Hong Kong's protests have caused a dip in luxury sales. Image credit: Hong Kong Tourism Hong Kong's protests have caused a dip in luxury sales. Image credit: Hong Kong Tourism

 

While it is no time to send out a code red, luxury marketers should be prepared for a slowdown caused by geopolitical turmoil and trade wars in some of the wealthiest markets worldwide.

Luxury spenders are more resilient than most, but their patience and appetite are not unlimited.

Add to that combustible mix of politics and trade the generations-in-waiting who prefer experiencing ownership as opposed to outright ownership and you have a perfect storm for luxury brands and retailers.

Country bumping
Political unrest in Hong Kong is about to force the hand of the Chinese government to quell dissent with a military response. A repeat of Tiananmen Square is not out of the realm of possibility.

The tit-for-tat trade war between the United States and China is a futile zero-sum game. Both presidents Trump and Xi are standing their ground, not willing to lose face. Consumers and companies are the net losers.

Germany is about to tip into recession. Its industrial economy is caught in the crosshairs of the U.S.-China trade war.

The United Kingdom will find out how united it is after Parliament returns from its summer break. Prime Minister Johnson is as determined as they come to bounce the U.K. out of the European Union, deal or no deal, guns blazing as he goes along.

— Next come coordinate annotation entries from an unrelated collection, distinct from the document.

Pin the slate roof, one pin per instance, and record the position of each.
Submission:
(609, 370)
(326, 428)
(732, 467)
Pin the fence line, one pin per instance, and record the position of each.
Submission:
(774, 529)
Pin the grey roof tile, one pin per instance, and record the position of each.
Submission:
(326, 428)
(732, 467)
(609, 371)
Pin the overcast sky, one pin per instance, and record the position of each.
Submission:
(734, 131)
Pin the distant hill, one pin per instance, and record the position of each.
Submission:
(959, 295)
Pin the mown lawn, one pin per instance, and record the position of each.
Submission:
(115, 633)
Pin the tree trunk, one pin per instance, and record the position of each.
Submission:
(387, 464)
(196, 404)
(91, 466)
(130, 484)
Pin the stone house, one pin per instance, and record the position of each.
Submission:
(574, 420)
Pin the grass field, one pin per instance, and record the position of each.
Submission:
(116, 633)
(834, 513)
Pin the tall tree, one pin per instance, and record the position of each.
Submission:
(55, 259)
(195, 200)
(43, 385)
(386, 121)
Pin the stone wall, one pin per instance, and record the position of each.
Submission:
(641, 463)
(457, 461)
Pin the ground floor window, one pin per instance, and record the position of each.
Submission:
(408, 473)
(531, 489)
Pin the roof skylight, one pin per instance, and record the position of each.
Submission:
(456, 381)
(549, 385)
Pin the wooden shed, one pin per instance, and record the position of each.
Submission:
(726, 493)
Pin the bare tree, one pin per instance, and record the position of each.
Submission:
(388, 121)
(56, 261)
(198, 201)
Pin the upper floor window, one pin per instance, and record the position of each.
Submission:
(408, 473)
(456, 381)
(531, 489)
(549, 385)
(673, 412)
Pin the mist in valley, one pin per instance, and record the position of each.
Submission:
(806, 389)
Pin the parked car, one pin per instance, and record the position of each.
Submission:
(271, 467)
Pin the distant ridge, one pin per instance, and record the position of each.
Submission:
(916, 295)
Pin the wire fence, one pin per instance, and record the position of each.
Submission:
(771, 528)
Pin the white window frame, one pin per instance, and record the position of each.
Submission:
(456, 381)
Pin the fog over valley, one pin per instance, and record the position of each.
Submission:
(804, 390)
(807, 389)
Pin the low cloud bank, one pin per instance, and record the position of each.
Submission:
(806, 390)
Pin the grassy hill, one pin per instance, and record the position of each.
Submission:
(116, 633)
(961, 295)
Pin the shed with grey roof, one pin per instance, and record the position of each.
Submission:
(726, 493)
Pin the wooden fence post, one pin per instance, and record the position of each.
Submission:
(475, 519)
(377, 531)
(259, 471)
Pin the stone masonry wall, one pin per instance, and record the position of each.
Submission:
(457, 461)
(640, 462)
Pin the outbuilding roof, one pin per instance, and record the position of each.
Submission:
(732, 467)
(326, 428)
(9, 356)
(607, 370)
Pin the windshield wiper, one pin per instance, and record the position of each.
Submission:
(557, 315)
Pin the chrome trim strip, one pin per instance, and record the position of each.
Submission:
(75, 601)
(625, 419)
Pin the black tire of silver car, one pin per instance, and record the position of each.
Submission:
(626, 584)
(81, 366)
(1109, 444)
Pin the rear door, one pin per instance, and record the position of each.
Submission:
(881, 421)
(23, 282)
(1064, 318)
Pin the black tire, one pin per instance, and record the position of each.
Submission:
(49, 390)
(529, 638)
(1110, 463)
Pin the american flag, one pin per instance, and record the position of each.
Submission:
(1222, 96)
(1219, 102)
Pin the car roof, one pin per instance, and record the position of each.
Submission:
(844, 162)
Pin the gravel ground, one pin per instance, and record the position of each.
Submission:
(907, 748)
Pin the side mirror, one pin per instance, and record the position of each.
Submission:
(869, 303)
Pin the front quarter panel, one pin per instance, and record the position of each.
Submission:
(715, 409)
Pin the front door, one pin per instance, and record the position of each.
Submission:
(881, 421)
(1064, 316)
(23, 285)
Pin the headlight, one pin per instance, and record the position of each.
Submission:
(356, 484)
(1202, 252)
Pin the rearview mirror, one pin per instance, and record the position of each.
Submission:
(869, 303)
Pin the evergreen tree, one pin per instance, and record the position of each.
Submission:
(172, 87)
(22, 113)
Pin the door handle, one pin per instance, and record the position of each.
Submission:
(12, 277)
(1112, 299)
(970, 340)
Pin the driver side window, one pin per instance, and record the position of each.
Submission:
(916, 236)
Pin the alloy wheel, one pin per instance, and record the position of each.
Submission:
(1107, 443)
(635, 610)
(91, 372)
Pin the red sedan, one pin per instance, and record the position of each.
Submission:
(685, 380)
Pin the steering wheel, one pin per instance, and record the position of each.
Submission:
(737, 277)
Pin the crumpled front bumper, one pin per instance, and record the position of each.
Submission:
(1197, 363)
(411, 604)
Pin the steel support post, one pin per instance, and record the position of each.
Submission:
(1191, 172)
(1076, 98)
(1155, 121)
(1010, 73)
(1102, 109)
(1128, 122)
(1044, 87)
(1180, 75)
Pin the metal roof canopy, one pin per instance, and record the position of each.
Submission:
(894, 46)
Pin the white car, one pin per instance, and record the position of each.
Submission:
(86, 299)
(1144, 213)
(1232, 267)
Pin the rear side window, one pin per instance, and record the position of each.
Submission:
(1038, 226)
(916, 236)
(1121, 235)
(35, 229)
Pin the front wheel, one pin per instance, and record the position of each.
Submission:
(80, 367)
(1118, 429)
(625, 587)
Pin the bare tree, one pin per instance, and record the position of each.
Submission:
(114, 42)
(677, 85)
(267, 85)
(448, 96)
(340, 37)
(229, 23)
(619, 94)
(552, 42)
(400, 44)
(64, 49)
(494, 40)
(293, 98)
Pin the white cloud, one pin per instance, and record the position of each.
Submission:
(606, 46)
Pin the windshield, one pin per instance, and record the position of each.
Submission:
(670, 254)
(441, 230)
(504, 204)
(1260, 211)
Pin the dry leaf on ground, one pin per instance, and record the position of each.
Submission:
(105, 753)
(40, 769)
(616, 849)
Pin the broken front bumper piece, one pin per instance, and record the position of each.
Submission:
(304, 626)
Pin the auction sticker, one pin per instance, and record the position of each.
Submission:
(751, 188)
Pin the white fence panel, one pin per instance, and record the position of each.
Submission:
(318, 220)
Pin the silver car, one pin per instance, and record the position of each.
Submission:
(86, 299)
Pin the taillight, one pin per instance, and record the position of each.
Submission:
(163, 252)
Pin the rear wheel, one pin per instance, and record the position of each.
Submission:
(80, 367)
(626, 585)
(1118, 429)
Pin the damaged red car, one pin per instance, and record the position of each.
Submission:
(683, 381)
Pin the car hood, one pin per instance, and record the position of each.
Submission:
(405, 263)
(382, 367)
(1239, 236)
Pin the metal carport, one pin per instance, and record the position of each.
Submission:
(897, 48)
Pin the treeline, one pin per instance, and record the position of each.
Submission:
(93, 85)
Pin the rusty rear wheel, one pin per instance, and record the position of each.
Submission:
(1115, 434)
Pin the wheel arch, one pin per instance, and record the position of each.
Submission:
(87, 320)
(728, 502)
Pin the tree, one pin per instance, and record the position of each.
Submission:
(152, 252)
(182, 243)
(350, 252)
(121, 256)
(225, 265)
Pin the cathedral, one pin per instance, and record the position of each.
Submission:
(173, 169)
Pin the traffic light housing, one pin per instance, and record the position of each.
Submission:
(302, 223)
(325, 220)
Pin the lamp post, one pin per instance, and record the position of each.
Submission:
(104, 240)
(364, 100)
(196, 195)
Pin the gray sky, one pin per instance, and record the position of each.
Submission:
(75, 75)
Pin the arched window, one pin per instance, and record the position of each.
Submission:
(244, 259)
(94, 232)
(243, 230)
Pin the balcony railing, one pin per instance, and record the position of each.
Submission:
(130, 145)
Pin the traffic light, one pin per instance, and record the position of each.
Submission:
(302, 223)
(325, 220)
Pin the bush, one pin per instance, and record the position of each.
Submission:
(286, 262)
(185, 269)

To top it all, stock markets and bond markets worldwide are jittery. There is a growing flight to safe assets.

So what’s new, you say?

A lot—for luxury marketers.

Make the connection
The luxury ecosystem is one of the most connected and globally integrated.

Five European markets—France, Italy, Germany, Switzerland and the U.K.–produce most luxury goods. The United States is the biggest consumer of luxury goods and also one of the biggest providers of luxury services.

These markets, bar Switzerland, are about to be embroiled in the next, more hazardous phase of tariff conflict.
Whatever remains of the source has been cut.